Francesca McDonagh told CNBC that while Ireland’s economy contracted a record 6.1% in the second quarter of 2020, it was “less than expected”.
She said that there were positive signs emerging as people begun spending again and customers exited payment breaks that were implemented earlier in the pandemic.
“Consumer spending is at the same level as it was in early March. We’re seeing house prices be resilient and we’re seeing some parts of society and sectors re-open as restrictions change,” she said.
Any progress is at risk of being curtailed, though, as Ireland has seen a spike in Covid-19 cases of late with Dublin expected to be placed under new restrictions on Friday evening.
“My cautious optimism is about the green shoots of re-opening the economy. The actual severe impact of the impairment cost to banks can’t be overstated,” McDonagh told CNBC.
In its half-year report, Bank of Ireland announced a 669 million euro ($790 million) loss before tax, after it took an impairment charge of 937 million euros ($1.1 billion) to cover loan losses during the pandemic.
At the start of lockdown, Bank of Ireland and other major banks agreed to payment breaks for some customers. McDonagh said around 10% of Bank of Ireland’s customers had taken a payment break since lockdown in March.
“Many of those customers have come off and resumed normal credit and interest repayment, but our focus in the latter part of this year as people come off their final payment break is to work with our customers,” she said.
“We had the lowest non-performing exposure ratio of any Irish bank before Covid, of working with customers to find sustainable solutions, and that’s where our focus will be.”
There is still uncertainty on any future outlook, she added, with Brexit presenting “additional uncertainty” that may create further challenges ahead.
Bank of Ireland recently revamped its charges and now charges a flat fee of six euros per month for current account customers, regardless of how much they have with the bank.
At the same time, it is doing away with a bunch of other charges like contactless fees and ATM fees. It also remains in the midst of an investment strategy in technology to improve its digital services.
“The focus on technology was already there before Covid, but the trends and changes amongst our customers are only going to accelerate that,” McDonagh said.
This investment aside, Bank of Ireland is continuing to look at cutting costs elsewhere. When announcing its half-year results, the bank said it plans to cut 1,400 jobs from its workforce.
It is the latest in a line of Irish banks to embark on cost cutting measures. On Thursday, The Irish Times reported that NatWest was considering closing down Ulster Bank’s operations in Ireland, just a week after the bank said it intended to let 266 workers go. Natwest declined to comment when contact by CNBC Friday.
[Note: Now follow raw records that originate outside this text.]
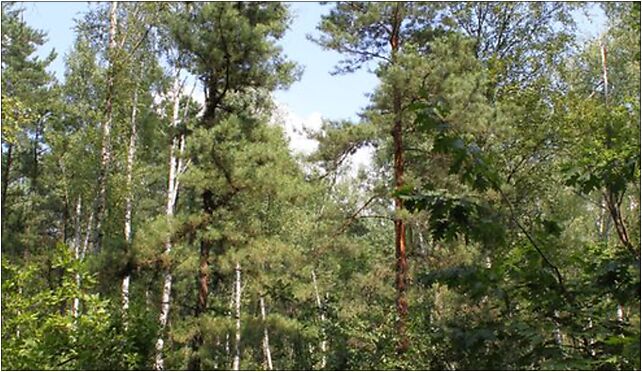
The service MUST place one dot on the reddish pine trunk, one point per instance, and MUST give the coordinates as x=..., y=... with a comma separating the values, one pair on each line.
x=400, y=226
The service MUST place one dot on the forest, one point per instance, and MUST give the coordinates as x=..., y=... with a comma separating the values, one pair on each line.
x=497, y=226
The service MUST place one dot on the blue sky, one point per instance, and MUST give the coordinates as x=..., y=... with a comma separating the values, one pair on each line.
x=318, y=94
x=317, y=91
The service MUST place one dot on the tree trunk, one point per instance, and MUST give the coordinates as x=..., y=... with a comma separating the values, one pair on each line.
x=5, y=180
x=169, y=212
x=131, y=154
x=237, y=316
x=400, y=226
x=77, y=236
x=105, y=158
x=266, y=337
x=323, y=344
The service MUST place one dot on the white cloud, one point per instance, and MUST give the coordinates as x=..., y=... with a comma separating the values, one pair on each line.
x=295, y=126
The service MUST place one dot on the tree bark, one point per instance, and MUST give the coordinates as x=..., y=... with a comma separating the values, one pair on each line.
x=77, y=236
x=237, y=316
x=131, y=154
x=169, y=212
x=400, y=226
x=105, y=158
x=5, y=181
x=323, y=343
x=266, y=337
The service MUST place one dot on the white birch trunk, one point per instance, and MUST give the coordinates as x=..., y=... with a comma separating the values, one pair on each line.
x=266, y=337
x=237, y=316
x=105, y=158
x=227, y=335
x=75, y=306
x=131, y=154
x=169, y=212
x=323, y=344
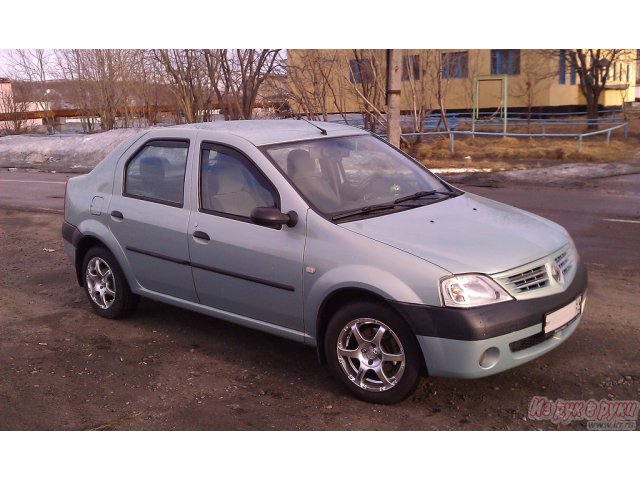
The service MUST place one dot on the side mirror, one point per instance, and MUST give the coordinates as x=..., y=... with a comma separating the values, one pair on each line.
x=272, y=217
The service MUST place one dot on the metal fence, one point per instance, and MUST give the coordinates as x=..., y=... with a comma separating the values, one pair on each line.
x=578, y=136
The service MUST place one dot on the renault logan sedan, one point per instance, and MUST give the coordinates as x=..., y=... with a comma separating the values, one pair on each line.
x=327, y=235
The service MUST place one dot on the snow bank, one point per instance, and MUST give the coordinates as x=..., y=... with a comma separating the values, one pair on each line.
x=568, y=172
x=61, y=152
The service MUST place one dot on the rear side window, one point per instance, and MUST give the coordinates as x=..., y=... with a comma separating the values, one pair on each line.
x=156, y=173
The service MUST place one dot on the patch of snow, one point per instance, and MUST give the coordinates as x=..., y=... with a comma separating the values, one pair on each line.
x=460, y=170
x=64, y=151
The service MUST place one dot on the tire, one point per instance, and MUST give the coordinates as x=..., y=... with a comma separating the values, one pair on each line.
x=373, y=352
x=106, y=286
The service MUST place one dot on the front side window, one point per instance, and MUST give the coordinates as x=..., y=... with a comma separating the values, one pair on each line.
x=347, y=173
x=231, y=185
x=505, y=62
x=156, y=172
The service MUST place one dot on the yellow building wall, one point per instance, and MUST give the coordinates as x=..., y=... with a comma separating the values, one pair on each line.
x=537, y=84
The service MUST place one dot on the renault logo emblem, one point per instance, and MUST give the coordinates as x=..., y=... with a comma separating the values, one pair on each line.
x=556, y=274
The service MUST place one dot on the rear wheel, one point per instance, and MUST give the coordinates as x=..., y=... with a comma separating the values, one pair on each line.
x=373, y=352
x=105, y=284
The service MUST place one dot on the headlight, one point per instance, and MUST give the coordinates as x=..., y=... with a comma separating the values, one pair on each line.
x=471, y=290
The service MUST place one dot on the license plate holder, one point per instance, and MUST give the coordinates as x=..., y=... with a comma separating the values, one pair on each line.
x=561, y=317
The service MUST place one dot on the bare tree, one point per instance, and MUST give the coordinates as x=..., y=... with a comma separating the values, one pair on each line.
x=418, y=92
x=189, y=79
x=73, y=68
x=310, y=76
x=367, y=76
x=12, y=112
x=593, y=67
x=535, y=69
x=242, y=73
x=34, y=67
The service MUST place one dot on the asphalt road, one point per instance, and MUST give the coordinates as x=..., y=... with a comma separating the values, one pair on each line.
x=63, y=367
x=602, y=215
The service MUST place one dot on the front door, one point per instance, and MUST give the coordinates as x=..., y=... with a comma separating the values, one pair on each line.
x=240, y=267
x=149, y=218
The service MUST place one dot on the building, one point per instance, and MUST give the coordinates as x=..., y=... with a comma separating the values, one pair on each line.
x=334, y=81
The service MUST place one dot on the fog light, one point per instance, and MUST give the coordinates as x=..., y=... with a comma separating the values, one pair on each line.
x=489, y=357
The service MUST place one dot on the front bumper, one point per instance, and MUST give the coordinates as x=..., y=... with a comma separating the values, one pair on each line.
x=482, y=341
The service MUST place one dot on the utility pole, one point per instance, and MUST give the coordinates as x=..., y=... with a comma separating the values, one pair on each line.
x=394, y=82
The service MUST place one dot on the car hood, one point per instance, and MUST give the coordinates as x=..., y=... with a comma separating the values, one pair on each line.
x=467, y=233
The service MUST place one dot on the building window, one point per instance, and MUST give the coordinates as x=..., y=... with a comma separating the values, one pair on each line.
x=505, y=62
x=410, y=67
x=455, y=64
x=572, y=68
x=361, y=71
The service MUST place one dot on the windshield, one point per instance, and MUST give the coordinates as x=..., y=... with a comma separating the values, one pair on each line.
x=352, y=173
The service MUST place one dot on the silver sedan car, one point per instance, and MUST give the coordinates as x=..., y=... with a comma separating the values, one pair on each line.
x=327, y=235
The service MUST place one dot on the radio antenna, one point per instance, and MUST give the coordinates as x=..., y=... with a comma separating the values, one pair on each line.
x=322, y=130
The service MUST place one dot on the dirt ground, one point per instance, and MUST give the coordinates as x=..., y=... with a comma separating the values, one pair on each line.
x=64, y=368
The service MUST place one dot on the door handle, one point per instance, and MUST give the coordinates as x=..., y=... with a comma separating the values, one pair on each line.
x=201, y=235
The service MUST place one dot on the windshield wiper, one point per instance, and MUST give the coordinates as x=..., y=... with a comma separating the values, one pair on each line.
x=365, y=210
x=423, y=193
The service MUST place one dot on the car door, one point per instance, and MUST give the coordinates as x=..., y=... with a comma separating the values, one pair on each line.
x=238, y=266
x=149, y=217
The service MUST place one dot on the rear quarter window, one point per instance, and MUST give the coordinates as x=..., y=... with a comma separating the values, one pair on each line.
x=157, y=171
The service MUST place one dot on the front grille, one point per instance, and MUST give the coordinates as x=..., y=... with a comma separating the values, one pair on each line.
x=532, y=280
x=526, y=281
x=564, y=261
x=528, y=342
x=536, y=339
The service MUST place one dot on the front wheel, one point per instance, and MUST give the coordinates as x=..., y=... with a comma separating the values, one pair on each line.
x=373, y=352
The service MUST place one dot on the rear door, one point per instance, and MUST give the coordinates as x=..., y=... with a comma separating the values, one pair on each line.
x=240, y=267
x=149, y=216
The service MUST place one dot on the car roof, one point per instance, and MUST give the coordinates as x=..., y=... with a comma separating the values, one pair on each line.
x=265, y=132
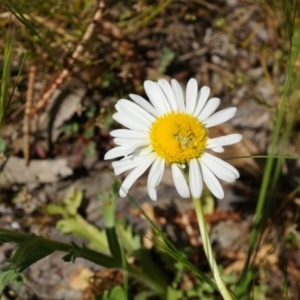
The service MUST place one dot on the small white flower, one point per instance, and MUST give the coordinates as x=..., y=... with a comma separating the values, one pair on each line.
x=172, y=130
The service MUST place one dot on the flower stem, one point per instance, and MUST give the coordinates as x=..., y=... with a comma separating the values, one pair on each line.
x=208, y=250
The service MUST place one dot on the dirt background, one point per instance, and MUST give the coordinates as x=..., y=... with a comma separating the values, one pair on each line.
x=237, y=47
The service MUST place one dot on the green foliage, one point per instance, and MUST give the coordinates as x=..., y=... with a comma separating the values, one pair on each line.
x=10, y=275
x=5, y=78
x=29, y=251
x=74, y=223
x=130, y=241
x=117, y=293
x=2, y=145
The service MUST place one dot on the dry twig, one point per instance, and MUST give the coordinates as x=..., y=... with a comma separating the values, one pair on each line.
x=65, y=73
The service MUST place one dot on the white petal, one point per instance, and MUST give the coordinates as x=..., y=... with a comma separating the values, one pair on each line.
x=219, y=171
x=203, y=96
x=134, y=111
x=130, y=123
x=220, y=117
x=116, y=152
x=218, y=149
x=135, y=174
x=209, y=108
x=144, y=104
x=178, y=93
x=224, y=140
x=129, y=142
x=128, y=134
x=195, y=177
x=212, y=182
x=163, y=96
x=155, y=97
x=155, y=176
x=180, y=182
x=191, y=95
x=167, y=90
x=221, y=162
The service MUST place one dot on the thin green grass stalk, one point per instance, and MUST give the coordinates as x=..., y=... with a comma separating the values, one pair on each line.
x=208, y=250
x=168, y=247
x=293, y=107
x=266, y=191
x=17, y=11
x=5, y=78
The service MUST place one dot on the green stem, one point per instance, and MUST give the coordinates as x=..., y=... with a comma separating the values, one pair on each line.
x=208, y=250
x=91, y=255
KBC, meanwhile, said that it was shutting four of its 16 branches around the country.
Consolidation in the sector
Should Ulster Bank exit the Irish market, it would narrow the field in Ireland’s banking sector to just a few players.
“In Ireland, it’s a much more consolidated market already, so they’ll be four or five large banks. We do bolt-on acquisitions where it makes sense, but I think M&A always has to follow strategy and until there is more of a banking union across Europe or a common deposit insurance scheme, cross border consolidation is less likely.”
As banks face increasing revenue challenges, there will be more opportunities for consolidation in some markets but that is “not where our focus is in Ireland,” she said.
“Our focus is on supporting our customers through Covid and the uncertainties of Brexit and completing the transformation of our technology in our business model.”